In the tradition of Prokofiev’s “Peter and the Wolf,” each story includes original music by internationally acclaimed composer and pianist Nadav Amir-Himmel. Willow Belden, a former public radio journalist, host of Out There, and producer of Once Upon a Meadow, says the team sought to model the world they hope to create. “For example, Rabbit is nonbinary but doesn’t face discrimination,” Belden said. “In fact, we don’t draw attention to Rabbit’s gender at all. We simply use they/them pronouns. This normalizes the use of gender-inclusive language for young listeners.”
Each story was reviewed by consultants from QTBIPOC communities. One consultant, Tracey Owens Patton, a professor of Rhetoric and Critical Cultural & Mediated Studies, said Once Upon a Meadow allows children to “explore community, friendships, and … social justice issues in the 21st century at an age-appropriate level.” She added that the podcast helps kids to value seeing the world “through perspectives other than their own.”
Once Upon a Meadow includes more than tales of compassion and compromise.
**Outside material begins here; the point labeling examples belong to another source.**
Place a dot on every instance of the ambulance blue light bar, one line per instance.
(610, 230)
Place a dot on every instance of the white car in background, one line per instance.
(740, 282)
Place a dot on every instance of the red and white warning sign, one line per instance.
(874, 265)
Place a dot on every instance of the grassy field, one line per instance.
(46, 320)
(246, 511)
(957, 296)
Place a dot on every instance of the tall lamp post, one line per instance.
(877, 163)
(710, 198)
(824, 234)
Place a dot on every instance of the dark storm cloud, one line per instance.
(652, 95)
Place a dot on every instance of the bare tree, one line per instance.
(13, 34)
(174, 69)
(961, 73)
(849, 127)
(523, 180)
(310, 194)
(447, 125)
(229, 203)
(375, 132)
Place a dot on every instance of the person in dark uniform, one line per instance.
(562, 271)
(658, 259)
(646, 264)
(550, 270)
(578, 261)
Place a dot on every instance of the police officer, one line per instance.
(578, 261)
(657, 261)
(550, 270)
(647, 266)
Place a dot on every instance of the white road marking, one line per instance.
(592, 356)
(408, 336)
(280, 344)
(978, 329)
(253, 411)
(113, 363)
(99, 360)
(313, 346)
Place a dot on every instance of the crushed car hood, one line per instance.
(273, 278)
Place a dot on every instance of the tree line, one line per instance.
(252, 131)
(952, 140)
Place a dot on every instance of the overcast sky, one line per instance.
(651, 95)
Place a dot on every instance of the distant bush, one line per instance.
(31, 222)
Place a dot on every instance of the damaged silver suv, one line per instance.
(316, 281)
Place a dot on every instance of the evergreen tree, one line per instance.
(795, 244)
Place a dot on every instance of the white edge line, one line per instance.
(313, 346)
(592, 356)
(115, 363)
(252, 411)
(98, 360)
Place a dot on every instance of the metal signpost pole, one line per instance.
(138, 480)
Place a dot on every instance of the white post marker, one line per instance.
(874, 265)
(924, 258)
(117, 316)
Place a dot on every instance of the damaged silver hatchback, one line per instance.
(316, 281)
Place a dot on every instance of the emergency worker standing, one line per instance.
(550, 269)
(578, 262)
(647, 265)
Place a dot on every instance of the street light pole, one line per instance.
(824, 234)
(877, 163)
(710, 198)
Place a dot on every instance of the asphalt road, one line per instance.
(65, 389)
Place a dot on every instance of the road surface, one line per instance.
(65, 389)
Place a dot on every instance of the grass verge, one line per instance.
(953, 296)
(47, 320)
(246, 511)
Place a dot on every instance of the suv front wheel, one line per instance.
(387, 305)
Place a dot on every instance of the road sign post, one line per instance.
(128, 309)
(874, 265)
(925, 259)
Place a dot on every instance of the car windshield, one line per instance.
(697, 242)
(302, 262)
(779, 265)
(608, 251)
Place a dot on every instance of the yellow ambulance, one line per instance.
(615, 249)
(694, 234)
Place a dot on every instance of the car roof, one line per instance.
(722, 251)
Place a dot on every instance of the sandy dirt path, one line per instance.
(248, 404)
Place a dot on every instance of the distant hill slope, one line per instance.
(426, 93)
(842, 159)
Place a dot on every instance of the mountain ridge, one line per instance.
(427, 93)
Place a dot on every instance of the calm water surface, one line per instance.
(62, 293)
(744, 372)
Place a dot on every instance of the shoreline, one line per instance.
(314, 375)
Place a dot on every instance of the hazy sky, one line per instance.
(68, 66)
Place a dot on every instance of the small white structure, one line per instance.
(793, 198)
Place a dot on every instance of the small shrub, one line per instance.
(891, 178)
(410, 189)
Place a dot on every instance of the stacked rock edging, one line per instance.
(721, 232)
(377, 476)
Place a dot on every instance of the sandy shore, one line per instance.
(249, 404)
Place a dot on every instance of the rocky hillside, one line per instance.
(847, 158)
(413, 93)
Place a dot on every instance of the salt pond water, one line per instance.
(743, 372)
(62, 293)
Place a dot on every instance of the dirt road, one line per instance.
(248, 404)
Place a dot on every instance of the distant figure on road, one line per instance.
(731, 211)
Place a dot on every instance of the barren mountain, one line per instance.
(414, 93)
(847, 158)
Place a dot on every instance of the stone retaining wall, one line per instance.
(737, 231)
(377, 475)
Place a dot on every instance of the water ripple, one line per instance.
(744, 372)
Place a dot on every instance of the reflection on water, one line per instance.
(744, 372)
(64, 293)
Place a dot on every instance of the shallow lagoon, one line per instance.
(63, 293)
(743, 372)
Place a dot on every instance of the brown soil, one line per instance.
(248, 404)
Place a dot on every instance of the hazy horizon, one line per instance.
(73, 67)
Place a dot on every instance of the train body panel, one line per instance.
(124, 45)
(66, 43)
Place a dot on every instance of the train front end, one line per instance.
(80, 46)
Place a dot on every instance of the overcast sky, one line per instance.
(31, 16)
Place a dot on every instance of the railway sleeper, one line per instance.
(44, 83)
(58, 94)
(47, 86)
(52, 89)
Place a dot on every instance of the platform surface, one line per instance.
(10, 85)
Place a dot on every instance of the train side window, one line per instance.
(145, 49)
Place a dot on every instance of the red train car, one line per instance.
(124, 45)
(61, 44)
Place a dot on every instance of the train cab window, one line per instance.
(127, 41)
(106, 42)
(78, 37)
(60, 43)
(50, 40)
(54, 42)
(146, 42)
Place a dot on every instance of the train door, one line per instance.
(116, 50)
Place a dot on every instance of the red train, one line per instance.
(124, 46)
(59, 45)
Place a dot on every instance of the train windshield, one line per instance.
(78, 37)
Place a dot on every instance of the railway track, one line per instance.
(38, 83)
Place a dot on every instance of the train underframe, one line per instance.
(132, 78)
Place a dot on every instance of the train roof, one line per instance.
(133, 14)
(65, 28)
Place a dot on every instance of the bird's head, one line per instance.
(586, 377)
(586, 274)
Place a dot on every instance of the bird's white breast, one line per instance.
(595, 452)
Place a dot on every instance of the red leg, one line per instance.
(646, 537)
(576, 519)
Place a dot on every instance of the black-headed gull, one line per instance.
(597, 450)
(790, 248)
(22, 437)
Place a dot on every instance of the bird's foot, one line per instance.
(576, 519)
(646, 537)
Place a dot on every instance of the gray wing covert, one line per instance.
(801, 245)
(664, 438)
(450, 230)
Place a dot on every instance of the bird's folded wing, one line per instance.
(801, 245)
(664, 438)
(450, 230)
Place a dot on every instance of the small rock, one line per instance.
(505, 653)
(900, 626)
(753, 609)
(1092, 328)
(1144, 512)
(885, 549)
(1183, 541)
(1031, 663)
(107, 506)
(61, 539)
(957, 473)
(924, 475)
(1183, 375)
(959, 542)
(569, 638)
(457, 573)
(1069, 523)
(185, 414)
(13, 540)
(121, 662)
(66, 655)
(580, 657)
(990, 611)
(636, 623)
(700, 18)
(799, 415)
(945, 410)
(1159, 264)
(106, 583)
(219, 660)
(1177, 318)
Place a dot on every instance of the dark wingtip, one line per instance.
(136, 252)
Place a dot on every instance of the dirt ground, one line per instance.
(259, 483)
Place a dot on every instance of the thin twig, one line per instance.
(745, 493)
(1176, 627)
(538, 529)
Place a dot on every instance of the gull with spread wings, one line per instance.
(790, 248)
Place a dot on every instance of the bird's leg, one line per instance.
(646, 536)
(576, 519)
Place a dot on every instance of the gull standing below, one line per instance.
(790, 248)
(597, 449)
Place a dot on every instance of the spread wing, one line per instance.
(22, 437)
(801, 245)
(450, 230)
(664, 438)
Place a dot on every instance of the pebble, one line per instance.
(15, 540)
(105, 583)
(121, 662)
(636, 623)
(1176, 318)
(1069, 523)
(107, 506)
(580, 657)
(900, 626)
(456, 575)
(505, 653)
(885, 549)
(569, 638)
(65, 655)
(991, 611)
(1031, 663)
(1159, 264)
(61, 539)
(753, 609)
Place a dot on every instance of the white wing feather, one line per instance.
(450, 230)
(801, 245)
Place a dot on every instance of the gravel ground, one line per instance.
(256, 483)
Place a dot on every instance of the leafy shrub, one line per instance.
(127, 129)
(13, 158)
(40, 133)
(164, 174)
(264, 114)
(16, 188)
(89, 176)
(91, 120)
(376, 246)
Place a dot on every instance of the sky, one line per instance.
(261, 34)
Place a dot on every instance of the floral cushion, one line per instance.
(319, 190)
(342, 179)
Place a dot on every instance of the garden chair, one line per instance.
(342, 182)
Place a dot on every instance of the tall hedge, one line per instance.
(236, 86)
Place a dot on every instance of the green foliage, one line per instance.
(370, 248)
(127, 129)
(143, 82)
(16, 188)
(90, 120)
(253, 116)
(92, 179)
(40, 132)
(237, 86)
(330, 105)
To encourage critical thinking, each episode concludes with young listeners sharing their thoughts about the story’s message.
In addition, the podcast’s website (onceuponameadow.com) provides materials for ongoing learning, from art projects to scavenger hunts.
Tara Hutson, a children’s librarian and marketing coordinator for the podcast knows what it takes to engage the energy and imagination of kids. “Podcasts are great for children,” Hutson said, “because they activate young minds more than watching something on a screen.”
With characters ranging from a moose to a honeybee, Lockwood said, “Our tales include all creatures great and small, as well as silly, angry, kind, confused and wise—much like us.” Indeed, we could all use some gentle stories to help us think about the tough questions of living in community.